2. That you only have to deliver what was asked for
I expect many of you experienced freelancers are smiling at that. It seems so obvious, doesn’t it? You do a good job of delivering the items and services in the contract and that should be enough? Wrong. Don’t fall into the trap of thinking that your clients will be happy with that. If you only do what is asked for, your client will wonder what you are really bringing to the party. What they want from you is fresh thinking, a different perspective on the problem, and someone who doesn’t arrive with baggage. Create that kind of partnership and you’ll be asked back time and time again.
3. Losing the plot
In our enthusiasm for our newly found independence, we can become so engrossed with our work that we bury ourselves in our home office/bedrooms. It’s hardest on our families when we freelance from home. Working at home is great, but without the routine of getting up, getting dressed and going out to face the day, it can be easy to lose touch with – well – reality. There are lots of ways that you can work independently and enjoy the company of others. Join a coworking space, and if you’re in London, join our coworking pop ups, or your local ‘jelly’. You’ll be pleasantly surprised to find that they are often a more productive way to work than working at home for days on end without having anyone to bounce ideas off and share the highs and lows.

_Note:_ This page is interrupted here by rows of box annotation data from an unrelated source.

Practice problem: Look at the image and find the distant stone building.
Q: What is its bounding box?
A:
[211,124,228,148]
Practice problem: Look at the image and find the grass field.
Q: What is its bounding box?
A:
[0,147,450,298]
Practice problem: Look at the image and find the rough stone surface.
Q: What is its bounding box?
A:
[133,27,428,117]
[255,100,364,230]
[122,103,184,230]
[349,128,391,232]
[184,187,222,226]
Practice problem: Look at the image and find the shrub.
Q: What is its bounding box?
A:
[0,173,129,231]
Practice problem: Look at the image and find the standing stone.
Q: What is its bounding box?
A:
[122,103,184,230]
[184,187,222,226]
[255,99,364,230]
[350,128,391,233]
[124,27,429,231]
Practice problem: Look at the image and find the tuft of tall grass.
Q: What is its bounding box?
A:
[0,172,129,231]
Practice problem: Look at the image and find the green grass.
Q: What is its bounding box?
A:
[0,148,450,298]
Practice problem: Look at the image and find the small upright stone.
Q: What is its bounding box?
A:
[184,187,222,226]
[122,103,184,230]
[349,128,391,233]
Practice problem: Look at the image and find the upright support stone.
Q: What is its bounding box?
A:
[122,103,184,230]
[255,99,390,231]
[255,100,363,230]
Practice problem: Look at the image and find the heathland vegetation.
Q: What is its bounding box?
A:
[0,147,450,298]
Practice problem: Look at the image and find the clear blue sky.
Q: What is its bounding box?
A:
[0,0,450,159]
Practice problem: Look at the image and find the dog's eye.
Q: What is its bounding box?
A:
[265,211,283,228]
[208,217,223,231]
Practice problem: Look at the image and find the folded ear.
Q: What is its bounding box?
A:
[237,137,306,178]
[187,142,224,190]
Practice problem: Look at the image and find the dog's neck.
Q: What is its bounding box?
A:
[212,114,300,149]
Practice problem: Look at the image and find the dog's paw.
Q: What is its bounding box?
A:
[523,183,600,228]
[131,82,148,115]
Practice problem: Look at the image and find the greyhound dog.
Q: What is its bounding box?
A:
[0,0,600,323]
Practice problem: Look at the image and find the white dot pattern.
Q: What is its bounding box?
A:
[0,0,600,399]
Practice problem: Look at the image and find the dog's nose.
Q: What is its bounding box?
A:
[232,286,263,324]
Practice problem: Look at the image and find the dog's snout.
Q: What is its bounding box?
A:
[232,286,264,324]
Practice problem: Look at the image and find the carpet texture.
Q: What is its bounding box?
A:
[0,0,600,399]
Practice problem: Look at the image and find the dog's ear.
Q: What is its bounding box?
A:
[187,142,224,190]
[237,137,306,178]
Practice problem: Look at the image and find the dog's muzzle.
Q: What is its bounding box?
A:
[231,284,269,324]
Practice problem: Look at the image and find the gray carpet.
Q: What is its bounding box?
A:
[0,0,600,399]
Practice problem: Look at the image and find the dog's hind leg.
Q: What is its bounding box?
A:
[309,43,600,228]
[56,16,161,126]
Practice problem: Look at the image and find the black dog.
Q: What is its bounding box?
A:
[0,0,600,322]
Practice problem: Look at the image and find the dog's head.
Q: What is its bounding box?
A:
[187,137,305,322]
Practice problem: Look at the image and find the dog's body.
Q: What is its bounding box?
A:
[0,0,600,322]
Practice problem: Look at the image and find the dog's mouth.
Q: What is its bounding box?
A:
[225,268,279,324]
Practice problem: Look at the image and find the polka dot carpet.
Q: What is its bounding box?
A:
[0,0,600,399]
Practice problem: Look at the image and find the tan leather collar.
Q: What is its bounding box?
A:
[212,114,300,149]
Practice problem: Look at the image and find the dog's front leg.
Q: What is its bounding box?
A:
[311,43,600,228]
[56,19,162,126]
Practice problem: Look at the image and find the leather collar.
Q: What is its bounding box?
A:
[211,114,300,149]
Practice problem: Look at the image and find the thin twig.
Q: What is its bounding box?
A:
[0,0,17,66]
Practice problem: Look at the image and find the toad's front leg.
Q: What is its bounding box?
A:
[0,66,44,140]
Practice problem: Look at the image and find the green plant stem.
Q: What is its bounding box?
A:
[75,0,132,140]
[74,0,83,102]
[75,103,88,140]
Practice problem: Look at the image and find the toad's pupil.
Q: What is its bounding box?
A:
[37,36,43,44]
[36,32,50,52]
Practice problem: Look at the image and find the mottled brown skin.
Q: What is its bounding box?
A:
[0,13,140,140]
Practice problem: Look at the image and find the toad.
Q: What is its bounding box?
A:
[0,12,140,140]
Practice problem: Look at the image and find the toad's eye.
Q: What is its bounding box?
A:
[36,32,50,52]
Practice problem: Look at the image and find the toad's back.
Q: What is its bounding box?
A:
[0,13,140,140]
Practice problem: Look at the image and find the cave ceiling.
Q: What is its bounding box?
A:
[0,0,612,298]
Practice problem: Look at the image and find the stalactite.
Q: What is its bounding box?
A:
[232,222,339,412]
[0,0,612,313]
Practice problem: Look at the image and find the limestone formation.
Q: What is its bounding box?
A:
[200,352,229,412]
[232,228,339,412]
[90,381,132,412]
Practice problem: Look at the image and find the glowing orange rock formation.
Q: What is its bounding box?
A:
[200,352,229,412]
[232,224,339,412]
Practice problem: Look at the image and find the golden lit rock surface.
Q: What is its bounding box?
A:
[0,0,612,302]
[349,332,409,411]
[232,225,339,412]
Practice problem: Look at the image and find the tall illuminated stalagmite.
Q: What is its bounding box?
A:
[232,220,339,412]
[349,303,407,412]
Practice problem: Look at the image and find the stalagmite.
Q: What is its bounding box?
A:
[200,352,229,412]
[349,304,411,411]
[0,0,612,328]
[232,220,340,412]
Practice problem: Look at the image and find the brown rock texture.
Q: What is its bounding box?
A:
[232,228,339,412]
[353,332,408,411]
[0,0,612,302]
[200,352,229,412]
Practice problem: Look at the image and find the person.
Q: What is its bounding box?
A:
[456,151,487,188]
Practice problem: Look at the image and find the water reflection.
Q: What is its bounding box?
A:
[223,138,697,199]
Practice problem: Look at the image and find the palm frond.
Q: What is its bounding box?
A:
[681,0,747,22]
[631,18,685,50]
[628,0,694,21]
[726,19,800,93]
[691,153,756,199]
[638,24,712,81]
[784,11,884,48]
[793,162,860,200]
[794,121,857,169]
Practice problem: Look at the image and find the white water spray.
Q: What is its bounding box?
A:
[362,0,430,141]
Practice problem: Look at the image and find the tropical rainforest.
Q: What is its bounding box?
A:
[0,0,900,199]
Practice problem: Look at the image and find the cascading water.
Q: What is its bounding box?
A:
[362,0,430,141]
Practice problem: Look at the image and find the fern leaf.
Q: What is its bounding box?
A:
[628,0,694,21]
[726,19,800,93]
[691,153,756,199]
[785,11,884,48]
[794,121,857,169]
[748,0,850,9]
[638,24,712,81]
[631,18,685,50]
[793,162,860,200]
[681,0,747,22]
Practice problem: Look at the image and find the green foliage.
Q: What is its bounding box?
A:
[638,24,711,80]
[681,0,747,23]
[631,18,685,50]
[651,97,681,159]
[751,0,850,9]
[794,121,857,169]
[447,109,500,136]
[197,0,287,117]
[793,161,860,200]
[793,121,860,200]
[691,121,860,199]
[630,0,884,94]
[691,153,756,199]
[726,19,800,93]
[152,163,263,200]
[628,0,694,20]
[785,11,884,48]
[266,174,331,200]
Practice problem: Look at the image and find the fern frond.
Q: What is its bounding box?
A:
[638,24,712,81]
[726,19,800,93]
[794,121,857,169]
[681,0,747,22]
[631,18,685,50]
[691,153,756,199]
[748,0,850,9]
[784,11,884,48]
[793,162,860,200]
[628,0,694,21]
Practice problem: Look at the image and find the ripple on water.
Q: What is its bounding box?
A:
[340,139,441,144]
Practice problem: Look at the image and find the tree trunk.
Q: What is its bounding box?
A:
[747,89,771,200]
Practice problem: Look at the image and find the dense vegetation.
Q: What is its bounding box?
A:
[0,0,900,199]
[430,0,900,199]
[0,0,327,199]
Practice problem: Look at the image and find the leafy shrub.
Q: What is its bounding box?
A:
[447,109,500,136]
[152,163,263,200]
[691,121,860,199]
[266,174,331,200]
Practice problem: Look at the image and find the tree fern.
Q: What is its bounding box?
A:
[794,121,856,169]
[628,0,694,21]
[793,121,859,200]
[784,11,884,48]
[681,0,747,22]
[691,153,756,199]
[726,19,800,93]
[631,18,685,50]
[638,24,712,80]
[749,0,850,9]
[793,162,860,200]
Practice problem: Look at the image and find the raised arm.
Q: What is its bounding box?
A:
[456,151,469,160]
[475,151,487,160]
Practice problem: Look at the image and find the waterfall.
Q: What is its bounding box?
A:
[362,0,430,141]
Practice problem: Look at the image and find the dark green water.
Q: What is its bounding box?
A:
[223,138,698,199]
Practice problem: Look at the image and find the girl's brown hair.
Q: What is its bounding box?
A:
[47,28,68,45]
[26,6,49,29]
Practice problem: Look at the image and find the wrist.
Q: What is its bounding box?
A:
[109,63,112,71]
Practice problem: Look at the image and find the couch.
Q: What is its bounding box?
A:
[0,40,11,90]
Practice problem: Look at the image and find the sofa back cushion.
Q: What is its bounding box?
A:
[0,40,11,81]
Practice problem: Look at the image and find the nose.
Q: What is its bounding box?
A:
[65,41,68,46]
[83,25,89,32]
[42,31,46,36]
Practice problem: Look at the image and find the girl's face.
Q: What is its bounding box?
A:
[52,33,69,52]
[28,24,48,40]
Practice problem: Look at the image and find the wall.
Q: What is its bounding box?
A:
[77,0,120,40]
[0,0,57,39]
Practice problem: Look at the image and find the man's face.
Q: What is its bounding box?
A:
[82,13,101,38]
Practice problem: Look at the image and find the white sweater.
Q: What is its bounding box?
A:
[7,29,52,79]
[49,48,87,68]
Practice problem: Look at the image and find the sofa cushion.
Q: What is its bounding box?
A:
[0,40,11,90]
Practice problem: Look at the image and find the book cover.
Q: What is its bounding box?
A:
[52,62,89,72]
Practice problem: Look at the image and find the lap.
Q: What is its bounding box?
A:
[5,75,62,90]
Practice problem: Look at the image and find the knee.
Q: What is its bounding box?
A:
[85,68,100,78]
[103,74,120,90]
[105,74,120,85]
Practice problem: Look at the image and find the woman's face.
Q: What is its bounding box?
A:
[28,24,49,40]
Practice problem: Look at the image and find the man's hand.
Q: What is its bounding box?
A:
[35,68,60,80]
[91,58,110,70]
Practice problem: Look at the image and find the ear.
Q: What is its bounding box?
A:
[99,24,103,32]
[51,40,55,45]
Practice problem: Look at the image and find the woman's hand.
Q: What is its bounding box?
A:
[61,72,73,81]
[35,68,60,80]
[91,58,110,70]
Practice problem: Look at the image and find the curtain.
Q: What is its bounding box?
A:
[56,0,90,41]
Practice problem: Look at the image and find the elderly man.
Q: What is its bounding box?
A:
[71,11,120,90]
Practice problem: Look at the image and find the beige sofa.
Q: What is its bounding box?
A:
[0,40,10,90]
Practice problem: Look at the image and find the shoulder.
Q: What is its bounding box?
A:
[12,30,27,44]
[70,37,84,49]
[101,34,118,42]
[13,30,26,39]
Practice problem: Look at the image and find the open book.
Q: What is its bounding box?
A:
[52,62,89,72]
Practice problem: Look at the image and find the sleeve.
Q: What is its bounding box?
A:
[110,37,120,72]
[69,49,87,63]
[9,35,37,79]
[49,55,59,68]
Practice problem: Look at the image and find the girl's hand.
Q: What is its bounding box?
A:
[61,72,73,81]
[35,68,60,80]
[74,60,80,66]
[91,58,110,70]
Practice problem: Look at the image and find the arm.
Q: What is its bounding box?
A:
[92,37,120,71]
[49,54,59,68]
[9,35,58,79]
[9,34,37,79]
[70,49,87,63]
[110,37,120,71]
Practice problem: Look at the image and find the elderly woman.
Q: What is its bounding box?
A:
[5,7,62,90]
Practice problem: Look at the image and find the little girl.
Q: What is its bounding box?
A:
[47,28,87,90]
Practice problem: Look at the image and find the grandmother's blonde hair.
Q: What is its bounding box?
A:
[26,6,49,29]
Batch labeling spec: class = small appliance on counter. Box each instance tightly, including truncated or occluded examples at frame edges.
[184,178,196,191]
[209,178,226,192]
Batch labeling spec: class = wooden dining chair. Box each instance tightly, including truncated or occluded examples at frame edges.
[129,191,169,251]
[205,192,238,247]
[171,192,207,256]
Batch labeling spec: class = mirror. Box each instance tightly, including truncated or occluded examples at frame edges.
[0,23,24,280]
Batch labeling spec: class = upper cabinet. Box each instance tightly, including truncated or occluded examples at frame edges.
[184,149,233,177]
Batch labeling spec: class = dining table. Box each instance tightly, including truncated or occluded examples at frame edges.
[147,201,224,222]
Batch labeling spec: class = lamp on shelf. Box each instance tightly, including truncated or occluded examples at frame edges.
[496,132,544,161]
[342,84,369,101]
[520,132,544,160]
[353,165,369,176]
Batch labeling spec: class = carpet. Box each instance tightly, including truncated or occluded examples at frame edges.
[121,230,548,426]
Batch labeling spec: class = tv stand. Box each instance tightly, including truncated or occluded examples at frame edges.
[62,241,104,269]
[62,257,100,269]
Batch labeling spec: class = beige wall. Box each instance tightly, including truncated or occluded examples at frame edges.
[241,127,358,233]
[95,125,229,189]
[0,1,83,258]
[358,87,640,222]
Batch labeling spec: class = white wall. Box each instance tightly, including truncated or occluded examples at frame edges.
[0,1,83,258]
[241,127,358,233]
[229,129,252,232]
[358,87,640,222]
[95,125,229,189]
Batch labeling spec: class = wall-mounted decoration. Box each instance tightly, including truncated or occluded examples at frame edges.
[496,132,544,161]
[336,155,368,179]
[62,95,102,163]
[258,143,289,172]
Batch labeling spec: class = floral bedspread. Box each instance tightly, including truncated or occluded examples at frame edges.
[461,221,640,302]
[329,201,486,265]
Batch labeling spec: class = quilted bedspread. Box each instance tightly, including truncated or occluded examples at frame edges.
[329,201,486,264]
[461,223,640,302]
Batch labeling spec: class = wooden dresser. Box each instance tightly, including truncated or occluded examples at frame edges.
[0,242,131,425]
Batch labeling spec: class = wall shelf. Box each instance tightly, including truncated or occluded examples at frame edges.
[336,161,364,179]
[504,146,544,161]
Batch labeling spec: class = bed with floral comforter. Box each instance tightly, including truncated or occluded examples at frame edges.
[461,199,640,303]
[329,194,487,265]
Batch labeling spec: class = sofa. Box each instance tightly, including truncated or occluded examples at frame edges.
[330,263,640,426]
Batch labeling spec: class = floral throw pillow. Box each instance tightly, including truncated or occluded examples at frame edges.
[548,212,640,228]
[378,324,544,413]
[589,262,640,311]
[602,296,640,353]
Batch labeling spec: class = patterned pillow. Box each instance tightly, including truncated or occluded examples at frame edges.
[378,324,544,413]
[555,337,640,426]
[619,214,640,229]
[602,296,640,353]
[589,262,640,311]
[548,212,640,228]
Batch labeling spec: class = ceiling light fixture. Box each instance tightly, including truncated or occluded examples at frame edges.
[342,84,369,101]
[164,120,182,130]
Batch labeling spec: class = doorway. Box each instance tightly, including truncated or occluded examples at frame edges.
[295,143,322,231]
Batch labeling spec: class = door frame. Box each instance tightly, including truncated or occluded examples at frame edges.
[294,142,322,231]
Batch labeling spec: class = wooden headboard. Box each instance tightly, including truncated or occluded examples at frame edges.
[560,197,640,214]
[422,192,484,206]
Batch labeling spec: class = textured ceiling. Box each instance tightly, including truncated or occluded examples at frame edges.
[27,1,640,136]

4. Compromising your day rate or price
Seriously. If you start off your client relationship by compromising your daily rate, you will start off your new relationship feeling resentful. That doesn’t mean that you shouldn’t negotiate, but offering work for free or at a low rate just means that your clients won’t value you. That’s the bottom line, I’m afraid. And it’s easy to think that you’ll be getting a foot in the door, but it’s almost impossible to move your clients up the price ladder. You can always reframe your costs for longer projects or for the security of a retainer, but never, ever, ever do it for less than you think you are worth. (Now read our blog post about being confident!)
5. Accepting every piece of work that comes your way
By ‘comes your way’ I mean accepting work that drops into your lap. Just because it’s work and they say they will pay you for it, it doesn’t mean that it’s the right kind of work for you. Listen to your gut feel, because it will rarely be wrong. You will know when the chemistry isn’t right. Every time that I’ve ignored that little voice, I’ve suffered the consequences of working with a client that isn’t interested in listening to advice, or doesn’t see our relationship as an equal, collaborative partnership. Then come the disputes over paying for your work. Trust your instincts….
7. Overstaying your welcome
Let’s just say you’ve found a nice client, and you both love each other. They keep giving you more work, you keep delivering and everything looks rosy. Except that you are starting to feel that your ideas are going stale, that you’ve stopped learning and that your relationship with your client has almost become co-dependent. The whole point about freelancing is that you have the freedom to try new ideas, to do it your way and be continually challenged. If security is what you are looking for, then perhaps freelancing isn’t for you.
8. Thinking that a permanent job is the answer
Freelancing should be a career of choice. If you are using freelancing as a way to fill in, in between proper jobs, then you’ll never realise the real benefits of working for yourself. Taking control of your own working life means never having to put your destiny in the hands of anyone else. I can’t pretend that freelancing gives you a secure future, because no job gives you that. But it will give you a chance to live life on your terms.